Siguieron, pasando el gran acantilado debajo del Campo Iguana, hasta que avistaron la extensión del Campo Delta y los largos tejados del bloque de celdas que brillaban al sol.
Falk viró hacia alta mar hasta alejarse lo suficiente para localizar la entrada a la pequeña bahía de Punta Barlovento en la zona cubana.
– ¿Dónde está la alambrada? -preguntó Bo-. Ah, espera, ya la veo. Y una atalaya.
La atalaya se alzaba a unos ochocientos metros al otro lado de la alambrada, más cerca de la costa de lo que había supuesto Falk.
– Uno de sus guardias encontró el cuerpo cuando hacía la ronda de la mañana a pie -comentó Falk-. Tiene que haber sido una conmoción.
– No me extraña que estén tan cabreados. Podría haber desembarcado toda una división de marines.
No tenía mucho sentido seguir más lejos.
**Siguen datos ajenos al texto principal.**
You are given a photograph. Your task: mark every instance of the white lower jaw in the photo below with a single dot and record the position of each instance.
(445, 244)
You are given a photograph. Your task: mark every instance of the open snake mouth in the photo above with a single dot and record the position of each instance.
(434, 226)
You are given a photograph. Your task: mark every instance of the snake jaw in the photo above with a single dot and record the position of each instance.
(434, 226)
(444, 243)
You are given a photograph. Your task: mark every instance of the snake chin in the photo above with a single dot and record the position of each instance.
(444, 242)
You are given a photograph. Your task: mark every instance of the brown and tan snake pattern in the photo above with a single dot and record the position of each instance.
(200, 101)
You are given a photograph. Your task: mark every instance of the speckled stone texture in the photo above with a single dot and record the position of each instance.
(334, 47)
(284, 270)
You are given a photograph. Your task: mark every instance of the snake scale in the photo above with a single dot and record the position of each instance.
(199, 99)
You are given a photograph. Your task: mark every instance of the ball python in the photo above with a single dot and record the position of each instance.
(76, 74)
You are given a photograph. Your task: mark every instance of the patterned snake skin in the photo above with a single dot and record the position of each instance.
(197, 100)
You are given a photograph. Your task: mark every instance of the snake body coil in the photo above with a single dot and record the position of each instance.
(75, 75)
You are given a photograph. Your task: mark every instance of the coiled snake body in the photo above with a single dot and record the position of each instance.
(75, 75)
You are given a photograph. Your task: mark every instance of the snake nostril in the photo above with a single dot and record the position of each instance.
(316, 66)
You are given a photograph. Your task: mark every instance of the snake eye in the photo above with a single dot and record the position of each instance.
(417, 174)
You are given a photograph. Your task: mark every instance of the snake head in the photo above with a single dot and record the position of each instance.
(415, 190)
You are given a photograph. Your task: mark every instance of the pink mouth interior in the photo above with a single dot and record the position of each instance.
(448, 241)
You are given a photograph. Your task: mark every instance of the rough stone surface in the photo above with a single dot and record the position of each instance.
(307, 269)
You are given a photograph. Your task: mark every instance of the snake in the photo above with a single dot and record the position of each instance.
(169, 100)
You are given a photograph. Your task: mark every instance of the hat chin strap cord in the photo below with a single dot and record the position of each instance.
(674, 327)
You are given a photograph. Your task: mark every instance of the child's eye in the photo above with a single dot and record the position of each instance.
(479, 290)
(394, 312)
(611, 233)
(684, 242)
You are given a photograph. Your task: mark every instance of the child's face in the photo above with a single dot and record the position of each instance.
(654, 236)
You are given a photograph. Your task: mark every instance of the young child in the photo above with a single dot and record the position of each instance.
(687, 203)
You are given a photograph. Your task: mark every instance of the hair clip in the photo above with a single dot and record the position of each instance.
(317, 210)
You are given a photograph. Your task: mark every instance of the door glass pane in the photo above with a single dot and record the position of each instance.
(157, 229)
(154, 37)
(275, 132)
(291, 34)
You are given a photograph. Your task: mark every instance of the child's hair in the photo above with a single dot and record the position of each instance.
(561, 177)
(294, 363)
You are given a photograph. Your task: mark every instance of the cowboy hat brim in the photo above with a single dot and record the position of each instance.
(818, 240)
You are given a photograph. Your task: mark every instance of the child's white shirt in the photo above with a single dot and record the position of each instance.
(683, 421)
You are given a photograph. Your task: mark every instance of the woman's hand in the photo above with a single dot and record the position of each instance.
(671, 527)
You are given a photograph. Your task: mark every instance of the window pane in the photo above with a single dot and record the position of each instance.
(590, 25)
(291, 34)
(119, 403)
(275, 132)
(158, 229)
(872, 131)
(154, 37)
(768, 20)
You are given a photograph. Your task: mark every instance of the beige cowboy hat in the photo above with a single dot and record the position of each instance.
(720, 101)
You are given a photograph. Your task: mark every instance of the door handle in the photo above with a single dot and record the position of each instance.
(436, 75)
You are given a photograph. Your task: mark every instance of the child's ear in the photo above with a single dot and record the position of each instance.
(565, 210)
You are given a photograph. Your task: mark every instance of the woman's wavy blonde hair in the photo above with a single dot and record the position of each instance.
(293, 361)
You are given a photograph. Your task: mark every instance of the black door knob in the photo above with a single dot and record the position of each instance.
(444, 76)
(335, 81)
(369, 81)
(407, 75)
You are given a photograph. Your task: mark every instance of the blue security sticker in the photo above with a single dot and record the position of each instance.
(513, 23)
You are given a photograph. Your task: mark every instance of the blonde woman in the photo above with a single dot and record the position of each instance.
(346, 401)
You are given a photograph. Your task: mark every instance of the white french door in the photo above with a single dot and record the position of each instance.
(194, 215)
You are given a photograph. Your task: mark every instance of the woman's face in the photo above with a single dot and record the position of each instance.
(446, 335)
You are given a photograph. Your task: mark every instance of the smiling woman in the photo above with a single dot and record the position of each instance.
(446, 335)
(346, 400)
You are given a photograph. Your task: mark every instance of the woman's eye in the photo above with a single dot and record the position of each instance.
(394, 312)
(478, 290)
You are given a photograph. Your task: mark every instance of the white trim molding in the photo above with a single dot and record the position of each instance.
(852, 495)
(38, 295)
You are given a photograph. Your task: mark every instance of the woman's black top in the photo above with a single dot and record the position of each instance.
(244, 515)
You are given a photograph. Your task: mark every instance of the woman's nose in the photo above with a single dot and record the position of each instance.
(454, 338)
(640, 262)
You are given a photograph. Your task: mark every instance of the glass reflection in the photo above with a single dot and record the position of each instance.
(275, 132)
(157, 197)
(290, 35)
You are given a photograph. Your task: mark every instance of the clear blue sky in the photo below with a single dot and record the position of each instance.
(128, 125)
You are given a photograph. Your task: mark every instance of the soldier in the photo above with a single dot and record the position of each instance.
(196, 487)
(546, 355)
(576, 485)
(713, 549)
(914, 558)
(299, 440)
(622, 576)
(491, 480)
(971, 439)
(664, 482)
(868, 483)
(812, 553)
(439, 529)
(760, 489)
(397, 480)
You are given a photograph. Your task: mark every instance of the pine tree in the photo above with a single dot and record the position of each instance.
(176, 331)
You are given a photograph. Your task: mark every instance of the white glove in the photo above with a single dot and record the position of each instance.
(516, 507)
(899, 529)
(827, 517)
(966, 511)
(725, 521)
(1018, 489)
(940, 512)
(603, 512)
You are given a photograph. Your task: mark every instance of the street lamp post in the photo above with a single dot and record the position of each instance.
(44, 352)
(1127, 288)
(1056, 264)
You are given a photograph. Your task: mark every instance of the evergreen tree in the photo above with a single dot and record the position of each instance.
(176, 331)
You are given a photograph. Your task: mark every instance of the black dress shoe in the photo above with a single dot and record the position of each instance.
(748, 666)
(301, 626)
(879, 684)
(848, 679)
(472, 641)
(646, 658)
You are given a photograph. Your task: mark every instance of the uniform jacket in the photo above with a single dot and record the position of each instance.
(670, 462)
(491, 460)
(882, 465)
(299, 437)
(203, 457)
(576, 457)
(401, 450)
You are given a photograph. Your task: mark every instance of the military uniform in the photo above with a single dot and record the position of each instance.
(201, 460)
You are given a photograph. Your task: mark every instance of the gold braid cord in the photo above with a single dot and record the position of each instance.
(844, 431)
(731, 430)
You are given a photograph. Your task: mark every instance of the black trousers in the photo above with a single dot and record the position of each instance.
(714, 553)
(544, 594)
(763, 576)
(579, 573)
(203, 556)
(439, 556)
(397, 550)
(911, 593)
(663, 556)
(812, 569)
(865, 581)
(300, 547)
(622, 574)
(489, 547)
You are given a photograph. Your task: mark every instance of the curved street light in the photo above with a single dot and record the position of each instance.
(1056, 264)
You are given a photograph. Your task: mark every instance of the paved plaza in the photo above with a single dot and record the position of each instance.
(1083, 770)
Debían estar acercándose a los límites admitidos ya, así que Falk giró el timón entre el viento y puso rumbo a casa, con las velas flameando mientras cambiaban de dirección. En cuanto empezaron a navegar con la corriente y el viento en popa, parecía que alguien hubiese desconectado una máquina ruidosa. El barco se movía con soltura, surcando el agua costa adelante sin el menor embate del oleaje.
– Y bien, ¿qué te ha aclarado todo esto? -preguntó Bokamper, que ya no tenía que gritar para que le oyera.
– Que tengo hambre.
– ¿Nada más?
Falk negó.
– Mala idea, supongo. Pero buen día para navegar.
– Cualquier cosa que te saque de La Roca un rato no puede ser del todo mala.
Llegaron a la bocana de la bahía en un momento, y enseguida avistaron el puerto deportivo. Habían transcurrido casi cuatro horas desde que habían zarpado, y el sol estaba más bajo.
– ¿Vamos a cenar? -preguntó Bo.
– Ve tú. Yo tengo una cita con el general.